In today’s world, Ask.com, Google, Yahoo and others have changed the way we search, and have freed most people from the If, While, Else and all the other components of a SQL statement.
Several other companies have also approached the search/retrieve process from a non-SQL perspective. One example is MetaCarta, with generalized geographic searches. Another is Bentley, with the ability to search down to the component level in infrastructure. In addition, there are those companies in the competitive intelligence space that offer targeted searches on unorganized data. Finally, note the recent announcement by SRC that the company now offers search capabilities for articles and news within a defined geography.
The obvious reason for the unstructured data search is that most data don’t live in a table or a database. They are found in documents, drawings, graphics and sometime just as a blob of unstructured text or, worse yet, handwritten text. Imagine that on your tablet PC you have a map, a table, some handwritten notes, a photo and a table on the screen. What do you respond when asked “Save As…”?

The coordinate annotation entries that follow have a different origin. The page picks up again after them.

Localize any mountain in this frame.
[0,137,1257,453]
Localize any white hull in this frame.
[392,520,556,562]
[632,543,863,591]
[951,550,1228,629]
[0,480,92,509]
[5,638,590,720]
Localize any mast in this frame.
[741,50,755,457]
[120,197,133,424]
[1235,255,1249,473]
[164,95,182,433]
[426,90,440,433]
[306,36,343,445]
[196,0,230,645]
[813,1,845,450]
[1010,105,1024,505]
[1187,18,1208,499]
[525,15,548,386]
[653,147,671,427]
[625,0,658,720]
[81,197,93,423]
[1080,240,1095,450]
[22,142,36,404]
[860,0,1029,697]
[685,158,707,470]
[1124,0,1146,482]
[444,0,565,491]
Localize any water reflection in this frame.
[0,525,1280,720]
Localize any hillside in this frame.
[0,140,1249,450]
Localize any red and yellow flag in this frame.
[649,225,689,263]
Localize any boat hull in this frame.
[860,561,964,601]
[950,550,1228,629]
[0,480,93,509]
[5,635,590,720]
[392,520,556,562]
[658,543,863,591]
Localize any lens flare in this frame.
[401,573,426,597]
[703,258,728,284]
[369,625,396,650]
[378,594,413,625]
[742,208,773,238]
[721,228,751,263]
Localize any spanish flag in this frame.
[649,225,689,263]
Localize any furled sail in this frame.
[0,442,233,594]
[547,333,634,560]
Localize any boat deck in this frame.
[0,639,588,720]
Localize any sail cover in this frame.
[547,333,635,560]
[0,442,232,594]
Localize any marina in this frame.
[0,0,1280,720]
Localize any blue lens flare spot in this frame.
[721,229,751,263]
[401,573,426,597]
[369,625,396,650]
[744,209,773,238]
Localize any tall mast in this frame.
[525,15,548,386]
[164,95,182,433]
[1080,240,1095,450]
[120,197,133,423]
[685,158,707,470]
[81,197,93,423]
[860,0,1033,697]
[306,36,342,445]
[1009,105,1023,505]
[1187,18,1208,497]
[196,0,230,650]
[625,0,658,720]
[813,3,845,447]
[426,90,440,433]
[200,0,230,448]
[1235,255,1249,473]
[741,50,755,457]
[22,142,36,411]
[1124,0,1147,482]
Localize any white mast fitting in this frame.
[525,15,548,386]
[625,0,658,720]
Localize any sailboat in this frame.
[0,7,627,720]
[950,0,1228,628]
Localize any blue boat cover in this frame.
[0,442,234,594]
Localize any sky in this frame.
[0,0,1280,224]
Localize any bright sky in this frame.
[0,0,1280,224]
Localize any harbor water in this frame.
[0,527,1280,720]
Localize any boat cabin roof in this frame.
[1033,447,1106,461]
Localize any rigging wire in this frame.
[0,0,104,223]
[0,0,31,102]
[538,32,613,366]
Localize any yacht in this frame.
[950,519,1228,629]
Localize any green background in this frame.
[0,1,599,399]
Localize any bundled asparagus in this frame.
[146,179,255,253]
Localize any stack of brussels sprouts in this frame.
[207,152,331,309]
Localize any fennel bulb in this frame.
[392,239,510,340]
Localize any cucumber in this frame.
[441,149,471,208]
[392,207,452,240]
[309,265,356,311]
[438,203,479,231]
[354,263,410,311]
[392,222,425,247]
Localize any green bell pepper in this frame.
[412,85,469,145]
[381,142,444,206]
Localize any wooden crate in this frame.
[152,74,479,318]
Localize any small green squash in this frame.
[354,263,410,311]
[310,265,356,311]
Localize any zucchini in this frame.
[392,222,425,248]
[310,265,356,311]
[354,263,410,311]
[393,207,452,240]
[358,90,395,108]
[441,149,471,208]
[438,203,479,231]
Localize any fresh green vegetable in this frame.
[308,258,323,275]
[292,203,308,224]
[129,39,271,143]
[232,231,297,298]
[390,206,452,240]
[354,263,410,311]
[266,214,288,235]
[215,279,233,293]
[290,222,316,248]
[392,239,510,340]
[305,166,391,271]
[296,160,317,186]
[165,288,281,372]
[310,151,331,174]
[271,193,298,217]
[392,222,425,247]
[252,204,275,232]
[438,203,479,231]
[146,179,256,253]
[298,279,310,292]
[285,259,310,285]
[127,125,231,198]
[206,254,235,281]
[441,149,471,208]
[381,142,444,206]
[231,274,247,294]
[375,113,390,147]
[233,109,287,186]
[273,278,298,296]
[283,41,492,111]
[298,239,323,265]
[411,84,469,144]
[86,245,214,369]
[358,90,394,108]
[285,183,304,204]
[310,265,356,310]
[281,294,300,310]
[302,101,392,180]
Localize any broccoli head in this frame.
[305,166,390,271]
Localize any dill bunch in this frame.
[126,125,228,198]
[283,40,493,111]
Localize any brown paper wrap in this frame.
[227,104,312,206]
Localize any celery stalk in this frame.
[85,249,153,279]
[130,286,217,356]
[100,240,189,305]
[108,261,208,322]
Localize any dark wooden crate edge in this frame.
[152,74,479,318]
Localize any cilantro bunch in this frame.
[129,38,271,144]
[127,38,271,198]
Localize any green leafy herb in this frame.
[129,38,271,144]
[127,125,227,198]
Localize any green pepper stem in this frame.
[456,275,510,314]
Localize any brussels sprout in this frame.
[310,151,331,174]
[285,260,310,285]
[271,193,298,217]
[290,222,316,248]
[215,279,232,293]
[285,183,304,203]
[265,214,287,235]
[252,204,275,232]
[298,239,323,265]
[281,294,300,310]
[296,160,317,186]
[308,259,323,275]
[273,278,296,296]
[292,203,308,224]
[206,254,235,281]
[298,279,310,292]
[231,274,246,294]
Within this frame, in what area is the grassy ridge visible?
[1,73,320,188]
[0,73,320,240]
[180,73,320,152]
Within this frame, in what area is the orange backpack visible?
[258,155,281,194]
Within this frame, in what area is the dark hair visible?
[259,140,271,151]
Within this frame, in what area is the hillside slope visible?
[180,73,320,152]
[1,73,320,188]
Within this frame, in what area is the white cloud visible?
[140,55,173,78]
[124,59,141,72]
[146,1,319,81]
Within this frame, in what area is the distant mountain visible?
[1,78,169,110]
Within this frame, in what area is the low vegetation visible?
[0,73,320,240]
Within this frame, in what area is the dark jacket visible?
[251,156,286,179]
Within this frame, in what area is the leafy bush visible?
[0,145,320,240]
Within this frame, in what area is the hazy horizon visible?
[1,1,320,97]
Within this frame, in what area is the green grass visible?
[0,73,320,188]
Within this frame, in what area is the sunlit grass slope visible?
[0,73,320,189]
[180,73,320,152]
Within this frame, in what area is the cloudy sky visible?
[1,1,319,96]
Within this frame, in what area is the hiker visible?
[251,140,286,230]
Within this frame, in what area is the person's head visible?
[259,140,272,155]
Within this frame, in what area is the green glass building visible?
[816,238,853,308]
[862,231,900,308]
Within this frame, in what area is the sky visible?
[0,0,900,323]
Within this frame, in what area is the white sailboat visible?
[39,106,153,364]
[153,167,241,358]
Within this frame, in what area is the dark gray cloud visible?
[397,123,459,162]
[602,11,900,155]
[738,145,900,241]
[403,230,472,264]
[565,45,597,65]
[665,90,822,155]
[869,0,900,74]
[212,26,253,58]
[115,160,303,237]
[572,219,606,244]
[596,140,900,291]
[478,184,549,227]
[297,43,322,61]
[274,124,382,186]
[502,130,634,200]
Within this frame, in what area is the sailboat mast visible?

In this newsletter I report on a company called QL2 that makes software for Web searches. The company creates agents that go out and find what you have tasked them to find. You get to see the results in real or near-real time. After you see what comes back, you can adjust the agent using a series of tools to “tune” the result. The search results can be a combination of text, tables, graphics and links. You could put the results in a Word document, maybe Notepad, and even Paint, so they stay unformatted and easily readable. Or you could put them in a database. How do you efficiently search for them next time? Do you need a new agent to get them out of the unstructured environment, or if they are in a database, do you put the graphics and random stuff in as a blob?
A lot of effort has gone into creating search engines that find almost anything in a multi-format, multi-medium world. It seems like we have the “find” problem pretty well solved. The problem now seems to be, once we find it, how do we keep all this disparate stuff in a generally organized form?
If data for the most part are unorganized, can you make the case that the 20th century database is way too restrictive, not just in storage, but in its organizational constructs? Is the table structure really a case of square pegs and round holes? Perhaps we are moving toward a storage system that is more like our brain, in which whim, fantasy and indiscriminate ponderings can rule.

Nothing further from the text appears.